18.2 In light of the fact and circumstances of present case learned Labour Court's final decision to award lump sum compensation is just and reasonable and it cannot be faulted. 18.3 From the award it appears that the learned Labour Court has taken into account the length of service of the claimant and the salary which was paid to the claimant at the relevant time and on that basis learned Labour Court quantified lump sum compensation. When the amount quantified by learned Labour Court is examined in light of total tenure of claimant's service and salary which he was paid at the relevant time, amount of compensation, by any yardstick cannot be said to be inadequate. 19. In light of the foregoing discussion and for the reason mentioned and discussed above it has emerged that there is no justification to interfere with the final conclusion and direction by the learned labour Court i.e. to award lump sum compensation instead of reinstatement and backwages as well as final conclusion with regard to quantum of lump sum compensation. 19.1 The amount which is awarded by learned Labour Court i.e.
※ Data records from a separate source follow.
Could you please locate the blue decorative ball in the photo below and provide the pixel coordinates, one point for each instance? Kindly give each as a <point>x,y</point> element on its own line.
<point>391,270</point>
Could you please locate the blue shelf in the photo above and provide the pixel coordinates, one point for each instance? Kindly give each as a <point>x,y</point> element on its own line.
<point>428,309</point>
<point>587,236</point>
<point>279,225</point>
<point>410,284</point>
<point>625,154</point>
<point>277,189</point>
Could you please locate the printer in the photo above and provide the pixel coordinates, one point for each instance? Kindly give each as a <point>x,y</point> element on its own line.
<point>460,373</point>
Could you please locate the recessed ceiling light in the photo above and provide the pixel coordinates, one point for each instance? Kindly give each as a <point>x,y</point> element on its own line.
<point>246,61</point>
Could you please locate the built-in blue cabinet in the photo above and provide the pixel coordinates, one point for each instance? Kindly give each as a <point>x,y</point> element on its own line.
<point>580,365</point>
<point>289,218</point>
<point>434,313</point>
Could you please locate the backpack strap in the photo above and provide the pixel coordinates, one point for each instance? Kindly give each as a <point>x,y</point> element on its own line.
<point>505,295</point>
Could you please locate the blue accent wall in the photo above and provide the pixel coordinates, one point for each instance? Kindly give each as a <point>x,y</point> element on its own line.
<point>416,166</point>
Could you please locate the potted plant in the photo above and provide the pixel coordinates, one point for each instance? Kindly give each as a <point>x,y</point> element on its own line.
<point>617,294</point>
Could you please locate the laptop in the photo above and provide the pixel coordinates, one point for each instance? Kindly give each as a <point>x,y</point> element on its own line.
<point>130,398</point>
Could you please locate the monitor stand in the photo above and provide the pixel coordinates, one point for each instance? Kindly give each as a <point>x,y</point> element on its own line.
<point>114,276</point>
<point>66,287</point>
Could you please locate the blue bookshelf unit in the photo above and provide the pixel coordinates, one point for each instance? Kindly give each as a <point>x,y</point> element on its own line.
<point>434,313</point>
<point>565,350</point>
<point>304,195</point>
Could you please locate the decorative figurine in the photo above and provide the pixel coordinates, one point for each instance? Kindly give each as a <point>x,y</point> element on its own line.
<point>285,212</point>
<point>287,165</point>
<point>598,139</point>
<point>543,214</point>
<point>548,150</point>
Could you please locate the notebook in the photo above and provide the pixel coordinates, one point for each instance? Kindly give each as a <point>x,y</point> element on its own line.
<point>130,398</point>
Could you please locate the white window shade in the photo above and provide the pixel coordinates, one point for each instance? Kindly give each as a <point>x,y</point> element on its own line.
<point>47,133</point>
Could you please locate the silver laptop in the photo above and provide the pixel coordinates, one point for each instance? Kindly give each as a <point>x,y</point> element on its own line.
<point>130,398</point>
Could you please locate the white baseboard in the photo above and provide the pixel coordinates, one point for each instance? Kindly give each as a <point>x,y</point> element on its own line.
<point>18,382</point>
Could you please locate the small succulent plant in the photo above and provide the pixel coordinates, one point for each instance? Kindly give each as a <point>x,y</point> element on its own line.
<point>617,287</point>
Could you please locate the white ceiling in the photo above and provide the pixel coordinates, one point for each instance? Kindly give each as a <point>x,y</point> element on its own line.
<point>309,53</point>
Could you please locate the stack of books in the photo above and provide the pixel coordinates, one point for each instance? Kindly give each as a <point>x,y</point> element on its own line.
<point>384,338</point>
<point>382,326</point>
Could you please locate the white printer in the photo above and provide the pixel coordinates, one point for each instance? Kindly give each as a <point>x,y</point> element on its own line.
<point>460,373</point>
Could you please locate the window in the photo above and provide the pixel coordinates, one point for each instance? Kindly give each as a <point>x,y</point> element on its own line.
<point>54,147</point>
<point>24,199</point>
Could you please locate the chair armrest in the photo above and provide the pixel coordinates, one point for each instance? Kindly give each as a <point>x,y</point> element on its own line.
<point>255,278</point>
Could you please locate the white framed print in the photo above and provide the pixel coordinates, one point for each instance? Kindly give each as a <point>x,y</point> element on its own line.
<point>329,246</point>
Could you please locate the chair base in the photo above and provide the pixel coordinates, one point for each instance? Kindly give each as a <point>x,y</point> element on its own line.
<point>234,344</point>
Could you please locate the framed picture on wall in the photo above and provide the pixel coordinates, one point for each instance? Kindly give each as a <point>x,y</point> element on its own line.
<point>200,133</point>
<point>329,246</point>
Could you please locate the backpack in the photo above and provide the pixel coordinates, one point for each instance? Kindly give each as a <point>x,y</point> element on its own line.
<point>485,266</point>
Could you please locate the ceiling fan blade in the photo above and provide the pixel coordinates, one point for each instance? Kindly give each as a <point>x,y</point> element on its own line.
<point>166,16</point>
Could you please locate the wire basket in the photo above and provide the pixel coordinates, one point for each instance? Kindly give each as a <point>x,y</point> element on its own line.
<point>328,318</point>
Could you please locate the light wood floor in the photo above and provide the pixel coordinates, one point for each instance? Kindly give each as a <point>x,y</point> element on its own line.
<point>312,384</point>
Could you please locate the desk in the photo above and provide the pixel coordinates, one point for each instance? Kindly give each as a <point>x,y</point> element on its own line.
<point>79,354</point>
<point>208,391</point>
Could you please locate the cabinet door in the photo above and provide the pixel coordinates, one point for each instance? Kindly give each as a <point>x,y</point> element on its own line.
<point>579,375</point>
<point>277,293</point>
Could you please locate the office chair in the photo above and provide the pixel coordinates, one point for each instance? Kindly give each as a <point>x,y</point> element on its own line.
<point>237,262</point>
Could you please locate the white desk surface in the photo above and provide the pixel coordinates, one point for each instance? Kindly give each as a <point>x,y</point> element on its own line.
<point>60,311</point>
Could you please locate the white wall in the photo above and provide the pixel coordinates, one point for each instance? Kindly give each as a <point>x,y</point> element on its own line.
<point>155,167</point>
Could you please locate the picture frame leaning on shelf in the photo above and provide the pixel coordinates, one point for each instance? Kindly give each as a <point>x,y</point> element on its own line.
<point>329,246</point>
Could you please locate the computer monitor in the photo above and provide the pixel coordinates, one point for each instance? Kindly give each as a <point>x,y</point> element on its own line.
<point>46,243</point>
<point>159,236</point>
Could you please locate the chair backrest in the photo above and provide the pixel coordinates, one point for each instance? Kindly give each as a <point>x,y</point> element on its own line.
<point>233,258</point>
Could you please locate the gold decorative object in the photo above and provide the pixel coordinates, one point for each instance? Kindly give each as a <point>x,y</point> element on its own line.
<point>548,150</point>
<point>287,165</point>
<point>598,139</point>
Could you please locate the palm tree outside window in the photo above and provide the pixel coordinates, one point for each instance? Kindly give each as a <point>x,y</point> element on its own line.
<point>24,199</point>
Rs. 50,000/- is eminently justified quantification having regard to the length of claimant's service (viz. only one year) and the claimant's salary at the relevant time (i.e. Rs. 750/- per month). 20. Under the circumstances there is no justification to disturb the impugned award and final conclusion and decision by the learned Labour Court. 20.1 Therefore, the petition filed by the municipality and petition filed by the claimant do not deserve to be entertained. Consequently Special Civil application No. 50 of 2007 and Special Civil Application No. 8780 of 2007 are not accepted and the same are rejected. Rule is discharged in both the petitions. Ad-interim/interim relief, if any, stands vacated forthwith. Orders accordingly.